Suas personagens são sempre tragadas por um mundo de adversidades, povoado por gente mesquinha, perigosa e por vezes francamente abjeta, e são obrigados a superar os obstáculos mais cruéis em seu processo de redenção. Há heroísmo, abnegação e a possibilidade de crescimento humano se você é um protagonista dickensiano, mas para isso terá que enfrentar sofrimentos atrozes e colocar à prova toda a sua fibra e seu caráter. Você pode chegar ao final da história em cacos, que ainda assim sairá engrandecido, o que já não se pode dizer da vasta fauna de miseráveis de espírito e bandidos que deverá enfrentar.

 

Já o Germinal de Emile Zola é um sólido romance naturalista, na linha dos irmãos Goncourt, ou seus equivalentes aqui no Brasil, Aluísio e Arthur Azevedo. Trata das peripécias dos mineiros de carvão na França do século XIX e das pavorosas consequências de uma greve levada ao limite quase revolucionário. Reflete a miséria sem redenção e suas personagens mais heroicas vivem situações sem saída, a não ser a Revolução ou a morte.

 

O Povo do Abismo, entretanto, não é um romance e sim o relatório de uma experiência antropológica levada a cabo por Jack London na Inglaterra vitoriana. O escritor socialista resolveu vivenciar a pobreza urbana já narrada por Dickens e nos mostra os meandros da exclusão e da miséria presentes nas fímbrias do entorno urbano resultante da Revolução Industrial. É um daqueles livros que são mais citados que lidos.

 

E como a nossa situação pode ser comparável a esse universo vitoriano de miséria, exploração e sofrimento?

 

Vivemos no limiar da convulsão social. As medidas implantadas pelo governo golpista são alarmantes em curto prazo, catastróficas em médio prazo e suicidas em termos de possibilidade de futuro. A destruição das políticas sociais e trabalhistas ameaça jogar o país de volta aos termos da relação capital/trabalho do século XIX.

 

Nesse sentido, subjacente à verborragia dos comentaristas televisivos, que não se cansam de esconder as informações relevantes para evitar ser confrontados com a irresponsabilidade de promover o caos que possibilitou golpe, encontra-se uma tendência insidiosa de demonização do meio intelectual.
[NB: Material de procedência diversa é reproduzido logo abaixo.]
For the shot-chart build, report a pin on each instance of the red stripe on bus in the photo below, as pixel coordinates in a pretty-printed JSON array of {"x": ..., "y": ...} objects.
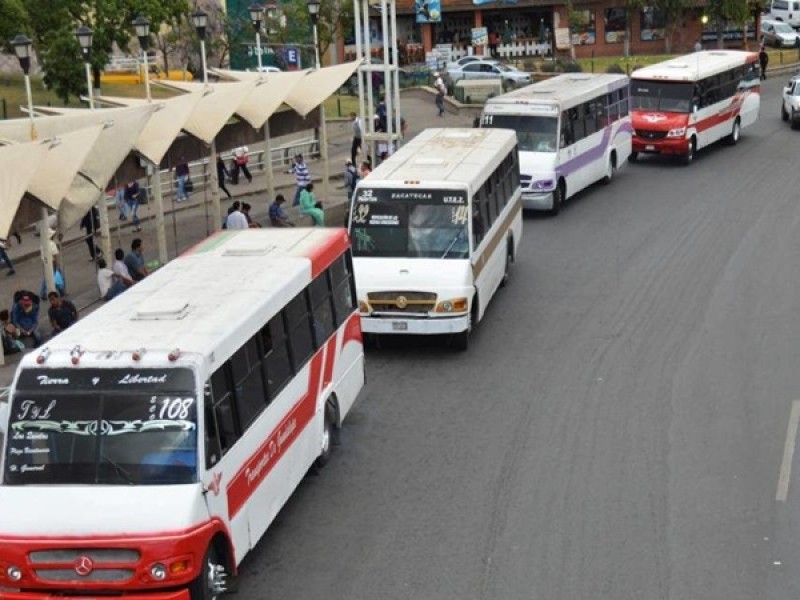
[
  {"x": 263, "y": 460},
  {"x": 323, "y": 256}
]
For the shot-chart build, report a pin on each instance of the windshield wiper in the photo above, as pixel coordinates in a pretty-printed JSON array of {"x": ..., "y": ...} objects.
[
  {"x": 121, "y": 471},
  {"x": 453, "y": 243}
]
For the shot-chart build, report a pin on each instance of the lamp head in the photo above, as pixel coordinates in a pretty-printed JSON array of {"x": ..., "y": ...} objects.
[
  {"x": 256, "y": 15},
  {"x": 200, "y": 22},
  {"x": 313, "y": 10},
  {"x": 142, "y": 27}
]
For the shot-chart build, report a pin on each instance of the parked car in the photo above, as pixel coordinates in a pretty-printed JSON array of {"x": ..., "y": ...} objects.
[
  {"x": 465, "y": 60},
  {"x": 487, "y": 70},
  {"x": 790, "y": 104},
  {"x": 779, "y": 34}
]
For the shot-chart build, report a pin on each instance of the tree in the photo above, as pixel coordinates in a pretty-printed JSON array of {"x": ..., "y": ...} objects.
[{"x": 53, "y": 22}]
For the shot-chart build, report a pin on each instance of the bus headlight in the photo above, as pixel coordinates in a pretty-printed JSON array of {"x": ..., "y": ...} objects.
[
  {"x": 14, "y": 573},
  {"x": 452, "y": 305}
]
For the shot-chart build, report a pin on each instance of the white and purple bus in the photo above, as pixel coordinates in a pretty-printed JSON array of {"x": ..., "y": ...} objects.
[{"x": 572, "y": 130}]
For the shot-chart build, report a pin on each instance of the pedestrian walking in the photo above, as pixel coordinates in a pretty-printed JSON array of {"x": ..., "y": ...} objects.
[
  {"x": 309, "y": 206},
  {"x": 302, "y": 177},
  {"x": 133, "y": 195},
  {"x": 182, "y": 176},
  {"x": 90, "y": 223},
  {"x": 222, "y": 173},
  {"x": 4, "y": 258},
  {"x": 441, "y": 91},
  {"x": 277, "y": 215},
  {"x": 355, "y": 146},
  {"x": 134, "y": 260},
  {"x": 62, "y": 313}
]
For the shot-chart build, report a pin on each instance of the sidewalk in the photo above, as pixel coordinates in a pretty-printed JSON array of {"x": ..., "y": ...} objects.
[{"x": 189, "y": 222}]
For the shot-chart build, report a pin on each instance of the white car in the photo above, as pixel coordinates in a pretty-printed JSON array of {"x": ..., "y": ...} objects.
[
  {"x": 790, "y": 104},
  {"x": 465, "y": 60},
  {"x": 778, "y": 34},
  {"x": 487, "y": 70}
]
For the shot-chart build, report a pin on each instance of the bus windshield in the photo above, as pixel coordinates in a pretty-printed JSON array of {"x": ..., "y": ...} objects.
[
  {"x": 535, "y": 133},
  {"x": 410, "y": 223},
  {"x": 666, "y": 96},
  {"x": 102, "y": 426}
]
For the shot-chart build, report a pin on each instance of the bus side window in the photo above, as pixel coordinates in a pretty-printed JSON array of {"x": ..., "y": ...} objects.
[
  {"x": 321, "y": 308},
  {"x": 274, "y": 343},
  {"x": 223, "y": 409},
  {"x": 566, "y": 130},
  {"x": 300, "y": 339},
  {"x": 341, "y": 281}
]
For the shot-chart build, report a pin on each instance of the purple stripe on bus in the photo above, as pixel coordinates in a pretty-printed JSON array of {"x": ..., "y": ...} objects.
[{"x": 592, "y": 154}]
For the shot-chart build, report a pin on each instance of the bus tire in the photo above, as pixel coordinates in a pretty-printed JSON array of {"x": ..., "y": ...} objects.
[
  {"x": 689, "y": 156},
  {"x": 736, "y": 132},
  {"x": 203, "y": 588},
  {"x": 610, "y": 168},
  {"x": 328, "y": 436},
  {"x": 558, "y": 197}
]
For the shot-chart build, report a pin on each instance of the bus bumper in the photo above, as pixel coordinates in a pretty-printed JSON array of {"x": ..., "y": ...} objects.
[
  {"x": 399, "y": 325},
  {"x": 537, "y": 201},
  {"x": 49, "y": 595},
  {"x": 678, "y": 146}
]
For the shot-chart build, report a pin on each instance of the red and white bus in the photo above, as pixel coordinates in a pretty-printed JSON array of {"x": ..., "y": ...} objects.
[
  {"x": 149, "y": 446},
  {"x": 683, "y": 104}
]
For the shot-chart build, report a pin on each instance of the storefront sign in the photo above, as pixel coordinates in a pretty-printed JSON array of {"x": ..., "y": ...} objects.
[{"x": 480, "y": 36}]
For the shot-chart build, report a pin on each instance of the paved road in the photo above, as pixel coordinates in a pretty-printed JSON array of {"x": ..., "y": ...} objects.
[{"x": 615, "y": 430}]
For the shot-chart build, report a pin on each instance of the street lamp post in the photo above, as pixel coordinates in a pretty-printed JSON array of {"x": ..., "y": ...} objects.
[
  {"x": 256, "y": 16},
  {"x": 200, "y": 22},
  {"x": 22, "y": 48},
  {"x": 313, "y": 13},
  {"x": 85, "y": 38},
  {"x": 142, "y": 27}
]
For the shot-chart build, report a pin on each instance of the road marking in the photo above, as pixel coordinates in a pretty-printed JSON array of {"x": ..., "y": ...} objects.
[{"x": 788, "y": 452}]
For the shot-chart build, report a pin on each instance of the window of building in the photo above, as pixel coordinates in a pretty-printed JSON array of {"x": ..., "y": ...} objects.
[{"x": 653, "y": 24}]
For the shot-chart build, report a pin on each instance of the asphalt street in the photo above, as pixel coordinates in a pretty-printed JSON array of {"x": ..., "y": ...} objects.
[{"x": 616, "y": 429}]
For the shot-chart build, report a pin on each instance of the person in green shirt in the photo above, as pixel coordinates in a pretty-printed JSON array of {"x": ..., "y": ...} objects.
[{"x": 310, "y": 207}]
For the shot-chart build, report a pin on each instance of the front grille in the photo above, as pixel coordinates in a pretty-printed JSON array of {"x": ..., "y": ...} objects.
[
  {"x": 98, "y": 574},
  {"x": 106, "y": 565},
  {"x": 646, "y": 134},
  {"x": 402, "y": 302},
  {"x": 98, "y": 555}
]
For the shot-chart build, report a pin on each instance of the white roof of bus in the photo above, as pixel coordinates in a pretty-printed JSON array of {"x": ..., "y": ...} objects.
[
  {"x": 565, "y": 90},
  {"x": 695, "y": 66},
  {"x": 231, "y": 282},
  {"x": 445, "y": 156}
]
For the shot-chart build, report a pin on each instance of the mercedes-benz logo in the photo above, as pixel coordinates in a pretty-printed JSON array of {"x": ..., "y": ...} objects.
[{"x": 83, "y": 565}]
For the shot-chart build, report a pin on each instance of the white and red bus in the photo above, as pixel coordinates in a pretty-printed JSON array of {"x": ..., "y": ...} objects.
[
  {"x": 683, "y": 104},
  {"x": 149, "y": 446}
]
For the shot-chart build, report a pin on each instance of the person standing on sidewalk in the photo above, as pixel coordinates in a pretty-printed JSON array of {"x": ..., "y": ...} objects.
[
  {"x": 182, "y": 175},
  {"x": 222, "y": 173},
  {"x": 441, "y": 90},
  {"x": 355, "y": 147},
  {"x": 4, "y": 258},
  {"x": 302, "y": 177},
  {"x": 91, "y": 224}
]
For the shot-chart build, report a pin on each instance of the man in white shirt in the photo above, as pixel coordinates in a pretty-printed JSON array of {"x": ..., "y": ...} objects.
[
  {"x": 110, "y": 285},
  {"x": 120, "y": 269},
  {"x": 236, "y": 218}
]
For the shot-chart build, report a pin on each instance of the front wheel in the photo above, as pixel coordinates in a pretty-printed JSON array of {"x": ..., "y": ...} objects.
[
  {"x": 211, "y": 583},
  {"x": 689, "y": 156}
]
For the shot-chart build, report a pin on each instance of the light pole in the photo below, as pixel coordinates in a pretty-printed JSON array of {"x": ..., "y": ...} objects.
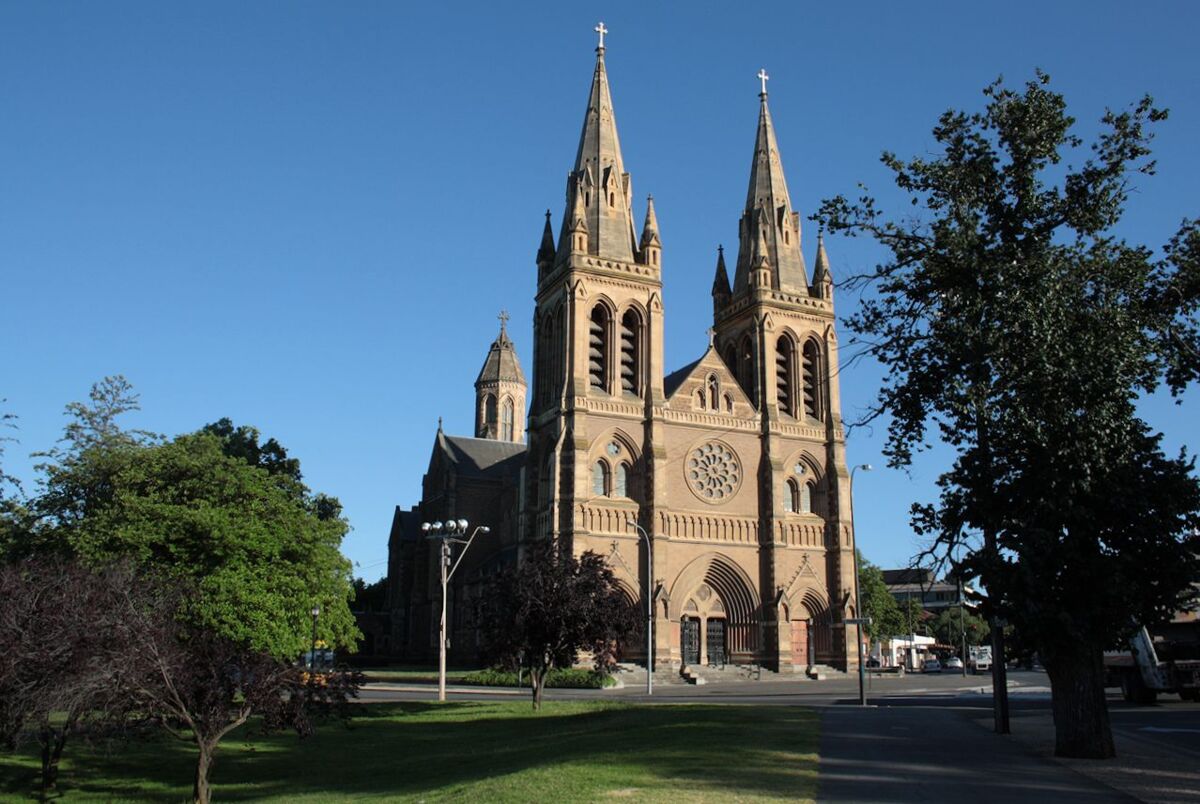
[
  {"x": 312, "y": 657},
  {"x": 445, "y": 533},
  {"x": 649, "y": 606},
  {"x": 859, "y": 622}
]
Uma celebração da mediocridade em programações deploráveis e com a promoção de subcelebridades asininas, que opinam sobre o que não sabem e fiscalizam lutos, genitálias e direitos alheios como se oráculos fossem. E, como se não bastasse, as redes sociais reverberam a opinião dos que mal sabem decifrar um texto, mas se arrogam ao direito de ditar e impor suas idiossincrasias religiosas e políticas ao coletivo da sociedade.

 

Todo esse lastimável caldo de cultura está produzindo ódio, violência e ignorância, de uma maneira que tende a tornar-se insanável na medida em que as pessoas que detém o conhecimento necessário para empreender análises sociais e históricas desta crise, e propor soluções, estão sendo solapadas, demonizadas e excluídas do diálogo social por propostas de leis estapafúrdias de censura. Às favas a República, a Democracia, os Direitos Humanos e a Cidadania!!! O loteamento dos três poderes do Estado republicano entre latifundiários, fundamentalistas religiosos, estafetas dos banqueiros e capachos das corporações transnacionais nunca esteve mais distante do ideal de cidadania plena.

 

Como se houvesse um abismo separando a população em dois extremos cresce o ativismo de uma extrema direita histriônica, sem projeto e que se promove a partir da disseminação do ódio ao diferente e da perseguição às minorias. Sempre que tentamos travar algum diálogo ou desenvolver argumentações sobre a situação social encontramos ouvidos moucos, chavões tolos e a mais rasa subserviência aos modelos de análise social da já superada Guerra Fria. Seria cômico se não fosse trágico e assustador.

 

A cada dia os noticiários divulgam ou escondem uma nova reviravolta ou peripécia que nos aproxima da miséria, da falta de perspectiva, da ausência de aposentadoria, da perda dos mais elementares direitos trabalhistas, da desumanização da sociedade. Quanto tempo levará de Dickens a Jack London eu nem imagino, mas não vejo sinais de que vá surgir algum movimento sensato que possa desarmar a bomba-relógio da convulsão social. Ao contrário, as instituições preparam-se para o enfrentamento fortalecendo as instâncias da repressão.

 

E a cidadania?

 

Evaporou.  Eleitores votam em um Executivo progressista porque percebem a melhora em seus meios de vida, mas votam em um Legislativo abjetamente conservador porque não querem aceitar de modo algum como iguais em direitos os cidadãos que são diferentes na forma. E esse Legislativo viciado de rancores sociais e religiosos destrói qualquer chance de futuro para o país.

 

E o grosso da população liga? Nem um pouco, preferem a miséria com seus deuses excludentes do que a prosperidade convivendo com inclusão social. Racismo, homofobia, xenofobia e machismo são a base que mantém no poder essa renca de sujeitinhos medíocres, lastimáveis e lombrosianos que promoveram o golpe.

 

E aqui estou eu de novo clamando no deserto. Publicando em um blog e compartilhando no Facebook para atingir, quando muito, duzentos leitores. E sendo a louca da palestra.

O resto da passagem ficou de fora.